Augert was born in Saint-Jean-de-Maurienne and grew at the La Toussuire ski resort, Savoy. he debuted in the Alpine Skiing World Cup with a victory, at the Adelboden giant slalom (6 January 1969). Nicknamed "Rosko", he was, however, a specialist of the slalom discipline, in which he won three World Cups in 1969, 1971 and 1972, and in which he won a gold medal at the 1970 World Championships in Val Gardena. He was also second in the overall classification of the 1969 World Cup and third in the Giant Slalom World Cup 1969.  Besides his 15 wins in World Cup races, he finished 15 times at the podium (place two: 6 slaloms, 3 giant slaloms; place three: 2 slaloms, 4 giant slaloms).
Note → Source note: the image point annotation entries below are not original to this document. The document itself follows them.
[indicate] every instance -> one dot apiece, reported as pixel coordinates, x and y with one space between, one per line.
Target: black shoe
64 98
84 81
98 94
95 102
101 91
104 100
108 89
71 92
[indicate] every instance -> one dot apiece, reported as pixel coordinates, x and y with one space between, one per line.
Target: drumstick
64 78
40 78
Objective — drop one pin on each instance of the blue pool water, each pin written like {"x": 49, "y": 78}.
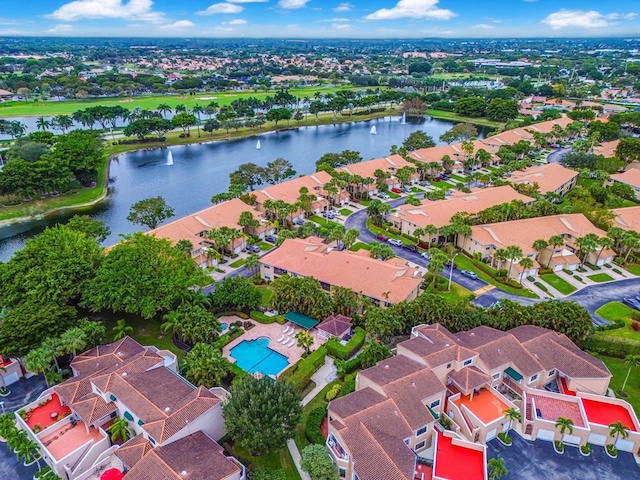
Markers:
{"x": 256, "y": 356}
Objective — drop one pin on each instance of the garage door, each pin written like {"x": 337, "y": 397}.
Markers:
{"x": 624, "y": 445}
{"x": 547, "y": 435}
{"x": 596, "y": 439}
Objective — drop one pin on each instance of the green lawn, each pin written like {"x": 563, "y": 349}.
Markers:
{"x": 238, "y": 263}
{"x": 558, "y": 283}
{"x": 619, "y": 371}
{"x": 464, "y": 263}
{"x": 359, "y": 246}
{"x": 457, "y": 293}
{"x": 600, "y": 277}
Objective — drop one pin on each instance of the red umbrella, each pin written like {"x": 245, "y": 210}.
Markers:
{"x": 112, "y": 474}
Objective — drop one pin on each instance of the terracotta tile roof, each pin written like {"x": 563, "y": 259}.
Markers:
{"x": 197, "y": 455}
{"x": 627, "y": 218}
{"x": 335, "y": 324}
{"x": 439, "y": 213}
{"x": 630, "y": 177}
{"x": 306, "y": 257}
{"x": 549, "y": 177}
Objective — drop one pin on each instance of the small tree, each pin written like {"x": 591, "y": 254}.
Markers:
{"x": 260, "y": 406}
{"x": 150, "y": 212}
{"x": 317, "y": 463}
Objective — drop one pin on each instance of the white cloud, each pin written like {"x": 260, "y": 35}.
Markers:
{"x": 220, "y": 8}
{"x": 61, "y": 28}
{"x": 564, "y": 18}
{"x": 96, "y": 9}
{"x": 412, "y": 9}
{"x": 179, "y": 25}
{"x": 343, "y": 7}
{"x": 292, "y": 4}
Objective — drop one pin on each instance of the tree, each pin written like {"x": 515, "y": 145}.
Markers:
{"x": 304, "y": 340}
{"x": 317, "y": 463}
{"x": 91, "y": 227}
{"x": 143, "y": 275}
{"x": 417, "y": 140}
{"x": 121, "y": 330}
{"x": 497, "y": 469}
{"x": 204, "y": 365}
{"x": 259, "y": 406}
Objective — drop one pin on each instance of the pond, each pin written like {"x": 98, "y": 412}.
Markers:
{"x": 201, "y": 170}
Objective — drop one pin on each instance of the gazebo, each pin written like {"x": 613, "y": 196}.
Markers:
{"x": 334, "y": 326}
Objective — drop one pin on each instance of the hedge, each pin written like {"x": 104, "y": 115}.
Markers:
{"x": 344, "y": 352}
{"x": 306, "y": 368}
{"x": 313, "y": 427}
{"x": 612, "y": 346}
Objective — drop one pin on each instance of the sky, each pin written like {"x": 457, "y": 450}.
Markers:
{"x": 321, "y": 18}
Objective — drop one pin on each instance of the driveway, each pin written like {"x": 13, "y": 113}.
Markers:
{"x": 537, "y": 460}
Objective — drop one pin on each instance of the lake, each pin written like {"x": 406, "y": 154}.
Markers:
{"x": 202, "y": 170}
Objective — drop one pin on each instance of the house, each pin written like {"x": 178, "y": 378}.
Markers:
{"x": 384, "y": 282}
{"x": 196, "y": 226}
{"x": 121, "y": 380}
{"x": 436, "y": 403}
{"x": 334, "y": 326}
{"x": 551, "y": 177}
{"x": 487, "y": 239}
{"x": 631, "y": 177}
{"x": 438, "y": 213}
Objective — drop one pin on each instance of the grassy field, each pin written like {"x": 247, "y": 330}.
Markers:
{"x": 600, "y": 277}
{"x": 457, "y": 118}
{"x": 619, "y": 371}
{"x": 558, "y": 283}
{"x": 151, "y": 102}
{"x": 465, "y": 263}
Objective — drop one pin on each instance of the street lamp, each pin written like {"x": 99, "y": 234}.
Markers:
{"x": 451, "y": 269}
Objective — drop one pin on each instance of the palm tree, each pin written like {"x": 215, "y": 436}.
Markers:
{"x": 497, "y": 468}
{"x": 121, "y": 330}
{"x": 617, "y": 430}
{"x": 119, "y": 430}
{"x": 630, "y": 361}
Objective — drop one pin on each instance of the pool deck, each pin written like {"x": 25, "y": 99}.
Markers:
{"x": 273, "y": 331}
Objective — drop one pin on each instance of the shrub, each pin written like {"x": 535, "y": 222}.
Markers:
{"x": 343, "y": 352}
{"x": 313, "y": 427}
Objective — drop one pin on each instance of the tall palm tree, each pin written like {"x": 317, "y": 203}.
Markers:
{"x": 121, "y": 330}
{"x": 497, "y": 469}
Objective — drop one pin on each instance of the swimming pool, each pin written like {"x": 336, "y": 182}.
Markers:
{"x": 256, "y": 356}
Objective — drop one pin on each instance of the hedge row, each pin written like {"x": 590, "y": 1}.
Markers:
{"x": 612, "y": 346}
{"x": 344, "y": 352}
{"x": 313, "y": 428}
{"x": 306, "y": 368}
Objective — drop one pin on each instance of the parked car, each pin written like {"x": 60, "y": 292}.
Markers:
{"x": 470, "y": 274}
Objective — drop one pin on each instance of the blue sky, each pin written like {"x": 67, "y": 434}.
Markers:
{"x": 321, "y": 18}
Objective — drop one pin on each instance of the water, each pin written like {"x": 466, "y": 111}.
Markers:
{"x": 256, "y": 356}
{"x": 202, "y": 170}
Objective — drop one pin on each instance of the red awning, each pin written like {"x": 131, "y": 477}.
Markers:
{"x": 112, "y": 474}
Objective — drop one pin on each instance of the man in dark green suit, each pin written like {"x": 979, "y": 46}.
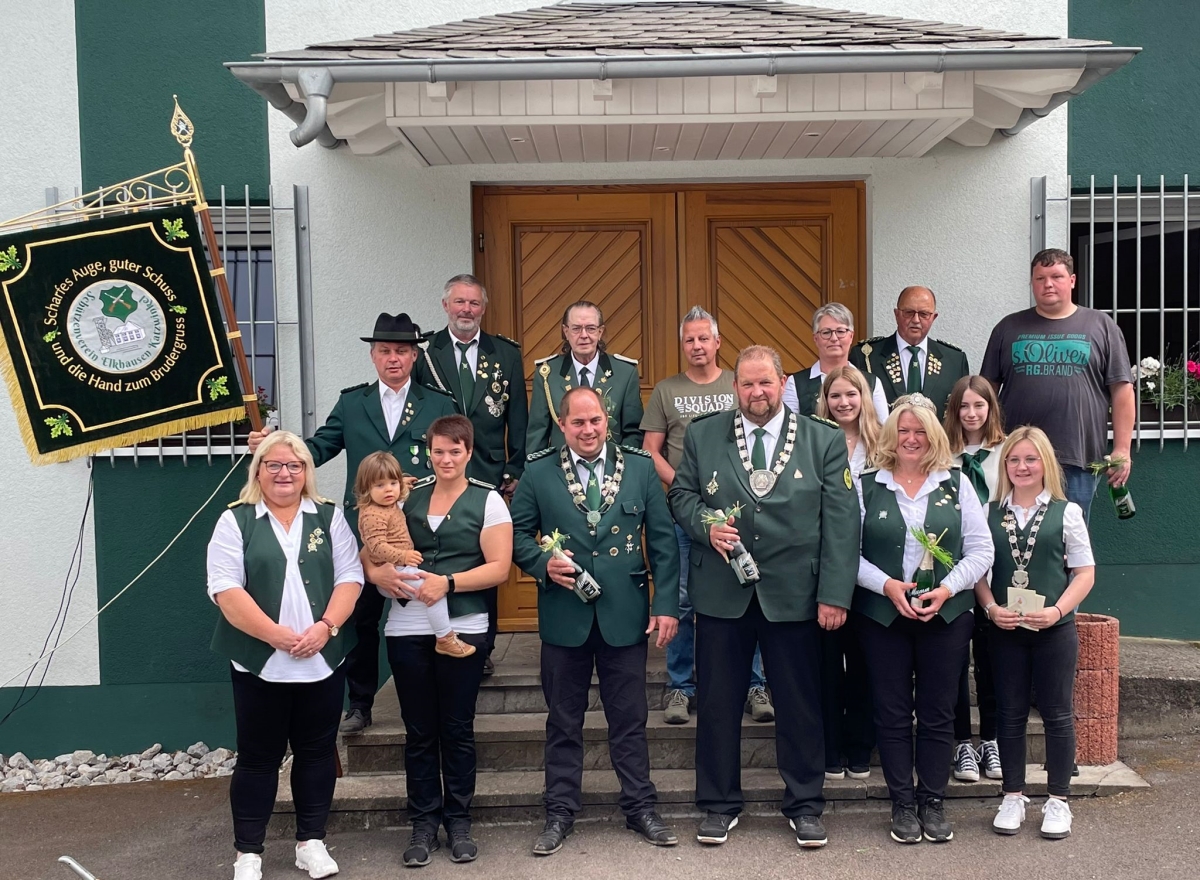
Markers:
{"x": 486, "y": 378}
{"x": 799, "y": 521}
{"x": 606, "y": 498}
{"x": 910, "y": 360}
{"x": 583, "y": 363}
{"x": 393, "y": 415}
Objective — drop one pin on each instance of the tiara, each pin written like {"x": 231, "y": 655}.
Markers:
{"x": 915, "y": 400}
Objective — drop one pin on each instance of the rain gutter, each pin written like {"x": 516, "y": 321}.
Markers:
{"x": 315, "y": 78}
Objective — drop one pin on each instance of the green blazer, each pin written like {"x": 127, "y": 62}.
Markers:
{"x": 803, "y": 534}
{"x": 552, "y": 377}
{"x": 497, "y": 408}
{"x": 946, "y": 365}
{"x": 613, "y": 556}
{"x": 357, "y": 425}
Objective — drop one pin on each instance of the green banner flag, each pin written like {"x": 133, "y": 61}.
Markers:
{"x": 111, "y": 334}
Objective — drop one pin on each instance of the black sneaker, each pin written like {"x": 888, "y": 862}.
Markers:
{"x": 462, "y": 848}
{"x": 421, "y": 846}
{"x": 715, "y": 827}
{"x": 809, "y": 832}
{"x": 357, "y": 720}
{"x": 905, "y": 825}
{"x": 931, "y": 816}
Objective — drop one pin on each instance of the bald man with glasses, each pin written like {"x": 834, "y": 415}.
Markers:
{"x": 910, "y": 360}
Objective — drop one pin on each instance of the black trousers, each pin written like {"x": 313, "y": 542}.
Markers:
{"x": 791, "y": 656}
{"x": 931, "y": 652}
{"x": 437, "y": 701}
{"x": 1045, "y": 660}
{"x": 985, "y": 690}
{"x": 565, "y": 677}
{"x": 845, "y": 699}
{"x": 363, "y": 660}
{"x": 271, "y": 716}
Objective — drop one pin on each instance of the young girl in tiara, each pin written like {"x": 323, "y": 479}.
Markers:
{"x": 379, "y": 488}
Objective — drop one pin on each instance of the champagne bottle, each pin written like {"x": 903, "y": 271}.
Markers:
{"x": 923, "y": 579}
{"x": 1123, "y": 502}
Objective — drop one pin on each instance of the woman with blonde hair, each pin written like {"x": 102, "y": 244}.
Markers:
{"x": 975, "y": 427}
{"x": 1036, "y": 530}
{"x": 916, "y": 642}
{"x": 283, "y": 568}
{"x": 845, "y": 688}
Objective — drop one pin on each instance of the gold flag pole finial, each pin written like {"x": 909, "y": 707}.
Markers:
{"x": 181, "y": 127}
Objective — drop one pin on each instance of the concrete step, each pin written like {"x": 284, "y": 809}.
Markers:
{"x": 515, "y": 741}
{"x": 363, "y": 802}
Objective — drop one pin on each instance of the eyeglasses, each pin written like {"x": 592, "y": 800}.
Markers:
{"x": 839, "y": 331}
{"x": 1029, "y": 461}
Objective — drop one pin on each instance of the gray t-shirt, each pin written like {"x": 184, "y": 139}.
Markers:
{"x": 676, "y": 401}
{"x": 1055, "y": 373}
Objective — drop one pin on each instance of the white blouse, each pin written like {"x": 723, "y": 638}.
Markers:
{"x": 227, "y": 570}
{"x": 412, "y": 618}
{"x": 977, "y": 548}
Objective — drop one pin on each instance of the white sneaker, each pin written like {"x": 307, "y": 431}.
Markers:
{"x": 966, "y": 764}
{"x": 1056, "y": 824}
{"x": 1011, "y": 815}
{"x": 249, "y": 867}
{"x": 313, "y": 857}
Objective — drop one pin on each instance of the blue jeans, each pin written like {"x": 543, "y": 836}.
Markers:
{"x": 1080, "y": 486}
{"x": 682, "y": 650}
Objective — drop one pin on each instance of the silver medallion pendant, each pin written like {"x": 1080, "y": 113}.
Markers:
{"x": 762, "y": 482}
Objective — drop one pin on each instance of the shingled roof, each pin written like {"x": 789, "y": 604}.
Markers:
{"x": 649, "y": 28}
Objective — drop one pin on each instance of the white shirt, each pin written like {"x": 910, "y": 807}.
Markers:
{"x": 773, "y": 429}
{"x": 582, "y": 471}
{"x": 393, "y": 405}
{"x": 472, "y": 353}
{"x": 227, "y": 570}
{"x": 977, "y": 546}
{"x": 906, "y": 355}
{"x": 413, "y": 618}
{"x": 1074, "y": 528}
{"x": 877, "y": 397}
{"x": 592, "y": 366}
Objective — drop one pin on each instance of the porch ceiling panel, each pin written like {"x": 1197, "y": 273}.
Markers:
{"x": 666, "y": 81}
He came fifth in both the men's slalom and giant slalom at the 1972 Winter Olympics.
Becoming fifth in the Giant Slalom at Sapporo did come up to his expectations, but the other fifth place didn't (it was disappointing). Because he did win the Slalom Races at Lauberhorn and Hahnenkamm (known as the most difficult Slalom Races) a few weeks before - he was the odds-one favorite.

In the Hahnenkamm-Races in 1971, he could win two Slalom Races: One on January 23, one on January 24 - but only the second one did count for the World Cup. The Race from January 23 (it was called FIS-Race) was carried out instead of the Downhill Race, which was cancelled because lack of snow.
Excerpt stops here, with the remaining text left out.